DeepSpeech2 Chinese Speech Recognition

This project is developed based on the DeepSpeech project of PaddlePaddle with significant modifications, making it convenient for training custom Chinese datasets, as well as testing and usage. DeepSpeech2 is an end-to-end automatic speech recognition (ASR) engine implemented based on PaddlePaddle. Its paper is 《Baidu’s Deep Speech 2 paper》. This project also supports various data augmentation methods to adapt to different usage scenarios. It supports training and prediction under Windows and Linux, and inference prediction on development boards such as Nvidia Jetson.

The environment used in this project:
- Python 3.7
- PaddlePaddle 2.1.2
- Windows or Ubuntu

Source code of this tutorial: https://github.com/yeyupiaoling/PaddlePaddle-DeepSpeech

Model Download

Dataset Number of Convolution Layers Number of RNN Layers RNN Layer Size Test Character Error Rate Download Link
aishell (179 hours) 2 3 1024 0.084532 Download
free_st_chinese_mandarin_corpus (109 hours) 2 3 1024 0.170260 Download
thchs_30 (34 hours) 2 3 1024 0.026838 Download

Note: The parameters provided here are for training. If you want to use them for prediction, you also need to export the model. The decoding method used is beam search.

Feel free to raise an issue for any questions.

Environment Setup

I used the local environment with Anaconda and created a Python 3.7 virtual environment. It is recommended that readers use a local environment for easier communication. If you encounter installation issues, please feel free to raise an issue.
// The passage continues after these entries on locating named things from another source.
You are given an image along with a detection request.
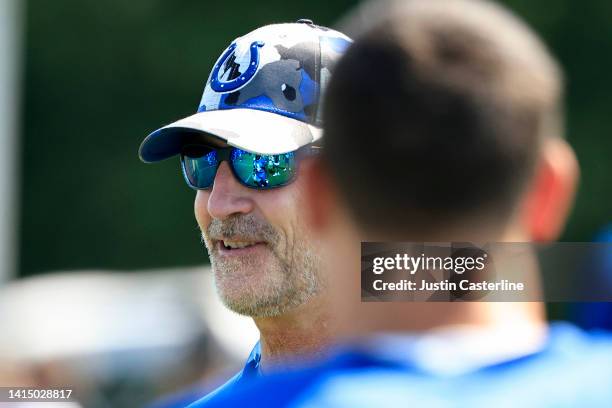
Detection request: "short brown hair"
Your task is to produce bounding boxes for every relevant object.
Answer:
[324,0,562,231]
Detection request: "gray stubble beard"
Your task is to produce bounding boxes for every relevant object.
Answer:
[202,214,323,317]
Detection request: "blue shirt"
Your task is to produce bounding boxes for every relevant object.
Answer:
[191,324,612,408]
[189,342,261,408]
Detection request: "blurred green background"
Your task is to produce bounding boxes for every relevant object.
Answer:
[19,0,612,276]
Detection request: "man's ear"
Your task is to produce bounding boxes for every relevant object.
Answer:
[303,157,333,232]
[523,137,580,242]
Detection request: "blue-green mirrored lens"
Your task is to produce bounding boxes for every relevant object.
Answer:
[181,148,218,188]
[231,149,296,189]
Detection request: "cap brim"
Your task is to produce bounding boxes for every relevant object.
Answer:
[139,108,322,163]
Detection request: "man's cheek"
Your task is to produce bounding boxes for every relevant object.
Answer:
[193,190,210,231]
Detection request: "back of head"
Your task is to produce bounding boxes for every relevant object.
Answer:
[324,0,562,235]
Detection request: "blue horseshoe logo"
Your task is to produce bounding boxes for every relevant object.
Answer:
[210,41,264,93]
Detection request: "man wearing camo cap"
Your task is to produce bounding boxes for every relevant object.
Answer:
[140,20,351,404]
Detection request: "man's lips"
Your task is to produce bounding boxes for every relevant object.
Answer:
[215,239,266,256]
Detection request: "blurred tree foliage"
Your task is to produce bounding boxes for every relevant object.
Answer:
[20,0,612,276]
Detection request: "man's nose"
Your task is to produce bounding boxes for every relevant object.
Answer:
[208,161,254,220]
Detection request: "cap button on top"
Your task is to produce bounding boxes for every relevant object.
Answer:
[296,18,314,25]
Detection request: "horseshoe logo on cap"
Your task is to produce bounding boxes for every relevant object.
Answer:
[210,41,264,93]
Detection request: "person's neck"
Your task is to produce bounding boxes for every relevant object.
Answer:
[253,296,332,370]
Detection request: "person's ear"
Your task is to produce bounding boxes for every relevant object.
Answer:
[303,157,333,231]
[523,137,580,242]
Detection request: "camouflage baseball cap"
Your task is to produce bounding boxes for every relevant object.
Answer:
[139,20,351,162]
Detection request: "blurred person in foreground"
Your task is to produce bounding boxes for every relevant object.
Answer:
[196,0,612,407]
[140,19,350,404]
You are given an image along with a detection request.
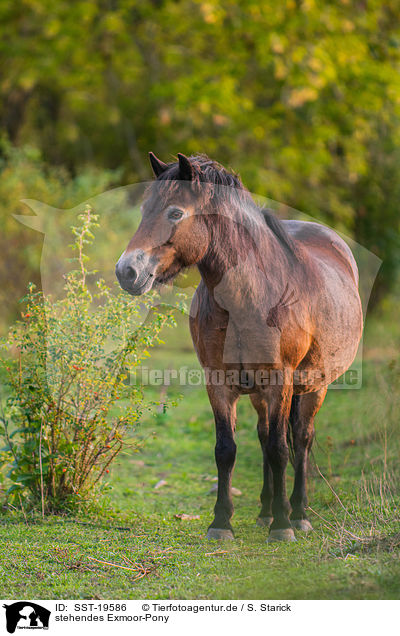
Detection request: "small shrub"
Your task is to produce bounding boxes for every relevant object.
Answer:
[0,207,181,515]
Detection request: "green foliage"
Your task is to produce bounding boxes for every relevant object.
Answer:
[0,207,180,514]
[0,0,400,300]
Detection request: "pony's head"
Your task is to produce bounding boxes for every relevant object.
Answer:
[116,153,247,295]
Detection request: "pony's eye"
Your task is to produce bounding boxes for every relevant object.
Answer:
[168,208,183,221]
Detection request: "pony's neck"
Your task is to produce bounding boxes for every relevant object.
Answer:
[198,209,288,295]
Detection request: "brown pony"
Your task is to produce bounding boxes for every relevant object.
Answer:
[116,153,362,541]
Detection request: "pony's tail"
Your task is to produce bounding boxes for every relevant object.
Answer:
[286,395,299,467]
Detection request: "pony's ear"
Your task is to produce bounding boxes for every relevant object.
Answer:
[178,152,193,181]
[149,152,168,179]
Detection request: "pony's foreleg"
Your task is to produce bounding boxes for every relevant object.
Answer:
[267,385,296,541]
[290,387,327,532]
[207,386,238,539]
[250,394,273,528]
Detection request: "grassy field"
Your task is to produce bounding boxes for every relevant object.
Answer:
[0,304,400,599]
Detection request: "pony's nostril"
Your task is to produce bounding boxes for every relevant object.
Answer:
[126,265,137,283]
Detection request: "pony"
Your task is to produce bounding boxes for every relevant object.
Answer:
[116,153,363,541]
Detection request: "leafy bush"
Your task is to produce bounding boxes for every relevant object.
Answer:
[0,207,180,515]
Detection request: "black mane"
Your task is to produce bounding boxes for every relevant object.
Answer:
[157,154,296,256]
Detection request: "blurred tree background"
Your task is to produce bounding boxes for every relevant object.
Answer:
[0,0,400,328]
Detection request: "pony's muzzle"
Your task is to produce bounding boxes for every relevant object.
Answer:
[115,249,154,296]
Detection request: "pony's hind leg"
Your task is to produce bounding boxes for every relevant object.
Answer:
[290,387,327,532]
[250,393,273,528]
[207,385,238,539]
[265,384,296,541]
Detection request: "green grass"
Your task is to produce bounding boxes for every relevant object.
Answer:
[0,310,400,599]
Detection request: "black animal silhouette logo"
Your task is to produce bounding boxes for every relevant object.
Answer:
[3,601,51,634]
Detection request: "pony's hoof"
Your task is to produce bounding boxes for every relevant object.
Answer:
[256,517,274,528]
[206,528,235,541]
[290,519,314,532]
[267,528,296,543]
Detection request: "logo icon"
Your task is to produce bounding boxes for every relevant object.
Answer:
[3,601,51,634]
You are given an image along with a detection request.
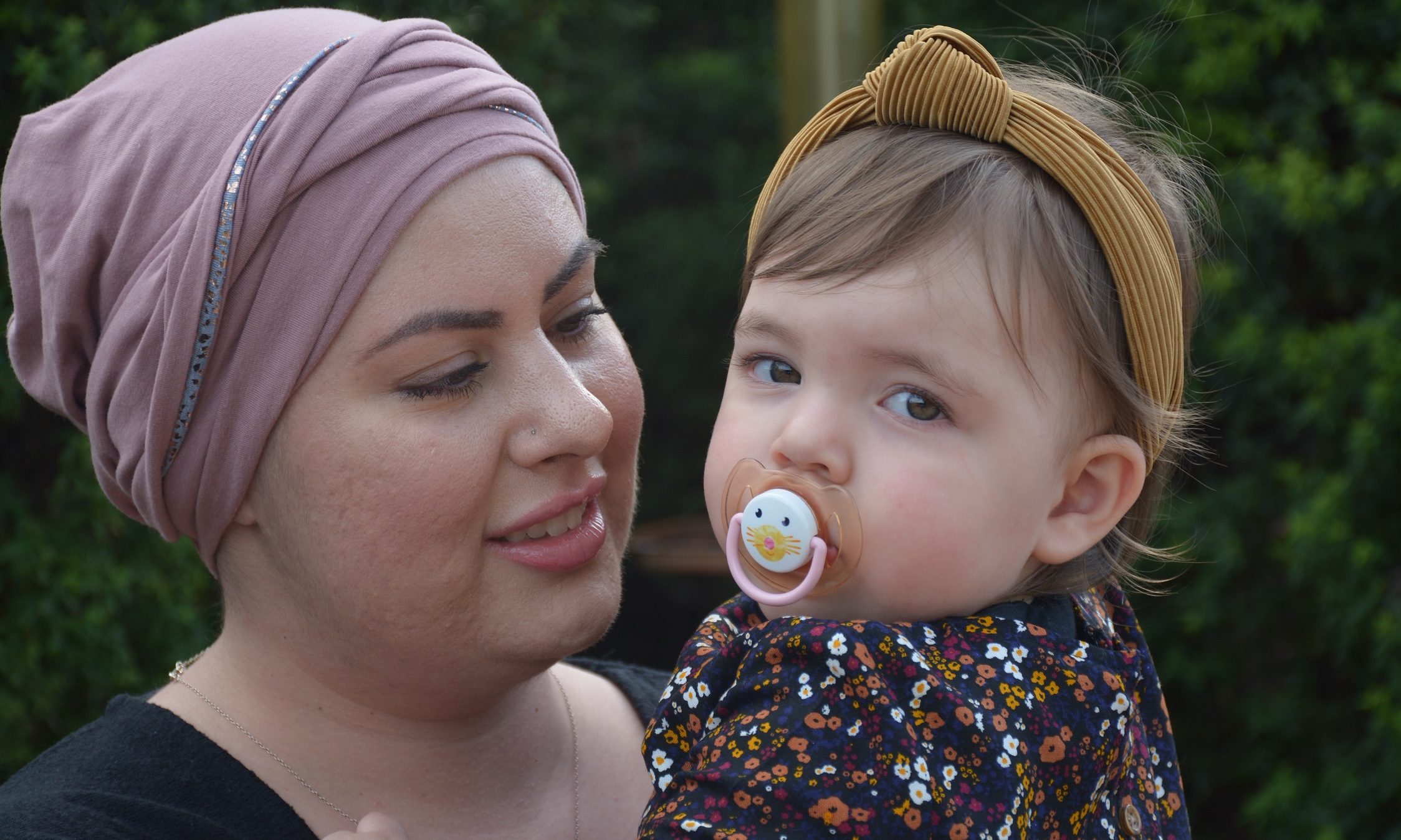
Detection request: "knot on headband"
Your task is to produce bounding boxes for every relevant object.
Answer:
[750,27,1187,467]
[862,27,1011,143]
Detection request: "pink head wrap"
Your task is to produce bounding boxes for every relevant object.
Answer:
[0,8,584,567]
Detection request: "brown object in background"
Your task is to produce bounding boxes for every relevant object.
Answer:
[628,514,730,577]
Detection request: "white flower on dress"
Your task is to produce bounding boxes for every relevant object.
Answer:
[909,781,933,805]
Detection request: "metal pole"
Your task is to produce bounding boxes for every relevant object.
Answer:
[778,0,886,143]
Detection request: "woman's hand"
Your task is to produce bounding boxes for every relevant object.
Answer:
[322,811,409,840]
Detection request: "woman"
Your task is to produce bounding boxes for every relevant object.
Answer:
[0,10,666,840]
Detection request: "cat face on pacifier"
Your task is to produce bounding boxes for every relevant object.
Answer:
[724,458,862,606]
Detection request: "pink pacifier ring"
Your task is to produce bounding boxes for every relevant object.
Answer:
[724,512,826,606]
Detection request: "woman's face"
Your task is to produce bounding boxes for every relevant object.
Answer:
[226,157,643,708]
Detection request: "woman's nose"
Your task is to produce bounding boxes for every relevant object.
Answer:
[507,347,612,466]
[769,399,852,484]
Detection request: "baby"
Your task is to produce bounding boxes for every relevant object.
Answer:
[640,27,1195,840]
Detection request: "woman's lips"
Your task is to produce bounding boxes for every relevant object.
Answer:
[487,497,608,571]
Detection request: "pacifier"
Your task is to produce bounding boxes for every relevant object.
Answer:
[722,458,862,606]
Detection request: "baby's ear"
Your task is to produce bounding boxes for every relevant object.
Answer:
[1033,434,1147,566]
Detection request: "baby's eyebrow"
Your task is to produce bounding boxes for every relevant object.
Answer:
[734,312,801,347]
[866,350,979,399]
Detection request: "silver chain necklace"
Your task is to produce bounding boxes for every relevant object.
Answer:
[170,648,580,840]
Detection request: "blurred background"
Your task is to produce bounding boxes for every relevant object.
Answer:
[0,0,1401,840]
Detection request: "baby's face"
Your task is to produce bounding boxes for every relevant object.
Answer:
[705,236,1089,620]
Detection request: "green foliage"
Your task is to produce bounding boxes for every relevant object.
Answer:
[0,0,1401,839]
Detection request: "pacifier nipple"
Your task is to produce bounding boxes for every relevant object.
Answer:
[724,459,862,606]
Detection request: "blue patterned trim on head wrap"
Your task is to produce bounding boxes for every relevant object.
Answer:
[487,105,549,136]
[161,38,353,476]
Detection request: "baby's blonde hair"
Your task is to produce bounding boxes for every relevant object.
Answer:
[741,66,1209,596]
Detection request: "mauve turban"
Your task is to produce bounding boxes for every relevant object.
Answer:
[0,8,584,566]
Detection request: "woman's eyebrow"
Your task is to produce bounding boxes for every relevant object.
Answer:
[364,237,604,358]
[545,237,604,304]
[364,310,503,358]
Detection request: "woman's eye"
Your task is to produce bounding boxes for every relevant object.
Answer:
[753,358,803,385]
[553,304,608,343]
[881,391,944,421]
[399,361,486,399]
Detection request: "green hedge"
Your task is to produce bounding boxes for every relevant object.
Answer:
[0,0,1401,840]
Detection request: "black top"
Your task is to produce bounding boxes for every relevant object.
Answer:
[0,658,668,840]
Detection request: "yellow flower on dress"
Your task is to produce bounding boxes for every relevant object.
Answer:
[744,525,803,563]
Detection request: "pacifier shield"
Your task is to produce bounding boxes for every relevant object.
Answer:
[720,458,862,595]
[742,489,818,571]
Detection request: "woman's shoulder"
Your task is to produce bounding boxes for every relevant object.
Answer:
[569,657,671,724]
[0,694,312,840]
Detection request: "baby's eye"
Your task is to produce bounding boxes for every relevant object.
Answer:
[753,358,803,385]
[881,391,944,421]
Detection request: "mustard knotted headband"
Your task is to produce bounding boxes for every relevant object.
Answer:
[750,27,1187,469]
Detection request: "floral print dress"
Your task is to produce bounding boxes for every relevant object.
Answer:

  • First, install PaddlePaddle 2.1.2 GPU version. If you have already installed it, skip this step.
conda install paddlepaddle-gpu==2.1.2 cudatoolkit=10.2 --channel https://mirrors.tuna.tsinghua.edu.cn/anaconda/cloud/Paddle/
  • Install other dependency libraries.
python -m pip install -r requirements.txt -i https://mirrors.aliyun.com/pypi/simple/

Data Preparation

  1. The download_data directory contains scripts for downloading public datasets and creating training data lists and vocabularies. This project provides downloads for three Chinese Mandarin speech datasets: Aishell, Free ST-Chinese-Mandarin-Corpus, and THCHS-30, with a total size exceeding 28G. Downloading these three datasets can be done with the following code. If you want to train quickly, you can download only one of them. Note: noise.py can be downloaded or not; it is used for data augmentation during training. If you don’t want to use noise data augmentation, you can skip downloading it.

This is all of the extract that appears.